New-VIProperty -Name PercentFree -ObjectType Datastore -Value {"{0:N2}" -f ($args[0].FreeSpaceMB/$args[0].CapacityMB*100)} -Force
Get-Datastore | Select Name,FreeSpaceMB,CapacityMB,PercentFree

 

You can find tons of other great VIProperties, or even download the entire module over at LucD’s blog.

 

Original Post:

 

I have been using the Get-Datastore cmdlet quite frequently at my workplace lately – mainly to gather information on various datastores which I export to CSV, then plug into Excel to perform further sorting and calculations on. To save myself a step in Excel each time (creating columns in spreadsheets to show and format the Percent Free figure of each Datastore), I decided to add this into my PowerCLI script.

 

Below, I’ll show you a fairly simple script that will add a member “NoteProperty” (A property with a static value) to your Datastore PS Objects. In the script, we’ll grab all the Datastores based on a search criteria (by default this will get all Datastores or Datastores with the word “Shared” in their name, but you can change it to match what you would like), then we’ll iterate through each, calculate the Percentage of free space from the two figures that we are given back already from Get-Datastore (CapacityMB and FreeSpaceMB), and finally add the member property to the current datastore object.
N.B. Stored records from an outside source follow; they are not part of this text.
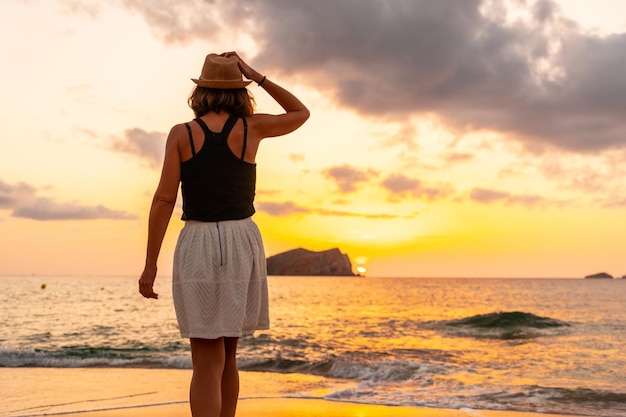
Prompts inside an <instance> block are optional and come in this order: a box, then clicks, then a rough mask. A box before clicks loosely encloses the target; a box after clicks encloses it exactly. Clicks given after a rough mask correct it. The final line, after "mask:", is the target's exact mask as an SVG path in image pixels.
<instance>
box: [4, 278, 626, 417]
mask: <svg viewBox="0 0 626 417" xmlns="http://www.w3.org/2000/svg"><path fill="white" fill-rule="evenodd" d="M268 280H269V290H270V317H271V322H272V323H271V325H272V328H271V330H269V331H262V332H257V333H255V335H253V336H249V337H244V338H242V339H241V340H240V343H239V356H238V357H239V359H238V363H239V368H240V369H241V370H243V371H251V372H272V373H281V374H303V375H315V376H318V377H321V378H322V379H324V380H329V381H330V380H332V381H342V382H345V383H346V384H339V385H337V387H338V388H337V389H336V390H331V391H330V392H326V393H324V394H323V398H326V399H329V400H335V401H349V402H359V403H368V404H387V405H409V406H425V407H436V408H455V409H463V408H469V409H488V410H512V411H529V412H540V413H554V414H575V415H585V416H603V417H618V416H620V417H622V416H626V314H624V312H625V311H626V308H625V307H626V279H624V280H608V279H598V280H589V279H587V280H584V279H504V278H503V279H495V278H489V279H487V278H458V279H456V278H436V279H435V278H373V277H292V276H270V277H269V278H268ZM156 290H157V292H158V293H159V294H160V298H159V300H147V299H144V298H142V297H141V296H140V295H139V293H138V291H137V277H102V276H55V277H52V276H49V277H48V276H3V277H0V322H1V324H2V325H1V327H0V372H2V369H1V368H2V367H5V368H9V367H10V368H19V367H44V368H159V369H190V368H191V359H190V351H189V344H188V340H186V339H181V338H180V334H179V332H178V328H177V323H176V319H175V315H174V307H173V302H172V296H171V278H168V277H159V278H158V279H157V284H156ZM308 388H309V390H308V391H307V392H305V391H303V392H300V393H298V392H294V393H291V394H290V395H291V396H296V397H297V396H309V395H310V391H311V389H310V387H308Z"/></svg>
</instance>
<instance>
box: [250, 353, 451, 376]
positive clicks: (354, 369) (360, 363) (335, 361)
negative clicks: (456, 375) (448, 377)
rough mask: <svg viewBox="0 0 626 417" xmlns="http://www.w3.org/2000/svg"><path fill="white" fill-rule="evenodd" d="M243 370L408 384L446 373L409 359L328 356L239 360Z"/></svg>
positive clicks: (278, 355) (422, 362) (426, 363)
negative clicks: (372, 360)
mask: <svg viewBox="0 0 626 417" xmlns="http://www.w3.org/2000/svg"><path fill="white" fill-rule="evenodd" d="M239 368H240V369H241V370H245V371H256V372H280V373H303V374H313V375H319V376H325V377H330V378H338V379H350V380H356V381H371V382H381V381H409V380H420V381H424V380H427V379H429V378H430V377H431V376H432V375H437V374H438V375H442V374H448V373H450V370H449V369H448V368H447V366H446V365H443V364H433V363H427V362H418V361H409V360H384V361H358V360H350V359H347V358H341V357H329V358H327V359H326V360H322V361H306V360H293V359H286V358H282V357H281V356H280V355H278V356H276V357H275V358H272V359H264V360H245V359H243V360H240V361H239Z"/></svg>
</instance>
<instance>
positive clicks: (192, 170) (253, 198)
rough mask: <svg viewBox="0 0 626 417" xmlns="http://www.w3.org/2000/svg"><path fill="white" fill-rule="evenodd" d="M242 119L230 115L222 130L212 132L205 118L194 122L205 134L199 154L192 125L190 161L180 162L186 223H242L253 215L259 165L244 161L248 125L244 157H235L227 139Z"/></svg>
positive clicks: (183, 203)
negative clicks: (254, 199) (199, 127)
mask: <svg viewBox="0 0 626 417" xmlns="http://www.w3.org/2000/svg"><path fill="white" fill-rule="evenodd" d="M238 119H239V117H238V116H233V115H231V116H230V117H229V118H228V120H227V121H226V123H225V124H224V127H223V128H222V131H221V132H219V133H214V132H212V131H211V130H210V129H209V128H208V126H207V125H206V124H205V123H204V121H203V120H202V119H199V118H198V119H195V121H196V122H197V123H198V124H199V125H200V127H201V128H202V130H203V131H204V144H203V145H202V147H201V148H200V149H199V150H198V152H197V153H196V150H195V148H194V145H193V139H192V137H191V128H190V127H189V123H185V127H186V128H187V132H188V133H189V141H190V142H191V153H192V155H193V156H192V157H191V159H189V160H187V161H185V162H182V163H181V167H180V168H181V172H180V178H181V183H182V195H183V216H182V219H183V220H200V221H205V222H216V221H223V220H240V219H245V218H246V217H250V216H252V215H253V214H254V211H255V210H254V204H253V203H254V194H255V186H256V164H251V163H249V162H245V161H244V160H243V157H244V155H245V152H246V145H247V132H248V125H247V123H246V119H244V118H242V120H243V123H244V136H243V139H244V142H243V151H242V153H241V158H239V157H237V156H235V155H234V154H233V152H232V151H231V150H230V148H229V147H228V144H227V143H226V139H227V138H228V135H229V133H230V131H231V130H232V128H233V126H234V125H235V123H236V122H237V120H238Z"/></svg>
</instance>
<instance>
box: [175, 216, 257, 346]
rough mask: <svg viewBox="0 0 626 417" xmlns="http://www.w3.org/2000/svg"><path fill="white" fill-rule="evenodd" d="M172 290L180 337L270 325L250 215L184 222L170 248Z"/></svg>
mask: <svg viewBox="0 0 626 417" xmlns="http://www.w3.org/2000/svg"><path fill="white" fill-rule="evenodd" d="M172 293H173V296H174V307H175V309H176V318H177V319H178V327H179V329H180V335H181V337H188V338H201V339H217V338H219V337H222V336H224V337H240V336H243V335H247V334H252V333H254V331H255V330H265V329H269V306H268V294H267V266H266V260H265V252H264V250H263V241H262V240H261V234H260V232H259V229H258V227H257V225H256V224H255V223H254V221H253V220H252V218H250V217H249V218H246V219H243V220H228V221H222V222H200V221H193V220H188V221H186V222H185V226H184V227H183V229H182V230H181V232H180V235H179V237H178V243H177V244H176V251H175V252H174V271H173V280H172Z"/></svg>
Once this is done, we’ll output the results of  the $datastores object using “Select” to show the Name, Free Space in MB, Capacity in MB, and Percent Free of each object contained within to a CSV file (Remove the | Export-Csv part on the end if you just want the results output to console instead).

 

 

function CalcPercent {
	param(
	[parameter(Mandatory = $true)]
	[int]$InputNum1,
	[parameter(Mandatory = $true)]
	[int]$InputNum2)
	$InputNum1 / $InputNum2*100
}

$datastores = Get-Datastore | Sort Name
ForEach ($ds in $datastores)
{
	if (($ds.Name -match "Shared") -or ($ds.Name -match ""))
	{
		$PercentFree = CalcPercent $ds.FreeSpaceMB $ds.CapacityMB
		$PercentFree = "{0:N2}" -f $PercentFree
		$ds | Add-Member -type NoteProperty -name PercentFree -value $PercentFree
	}
}
$datastores | Select Name,FreeSpaceMB,CapacityMB,PercentFree | Export-Csv c:\testcsv.csv

 

Here’s an example of our output:

 

Note that you could simplify the script by removing the function called “CalcPercent” and adding it to your PowerShell or PowerCLI environment profile. Hope this helps!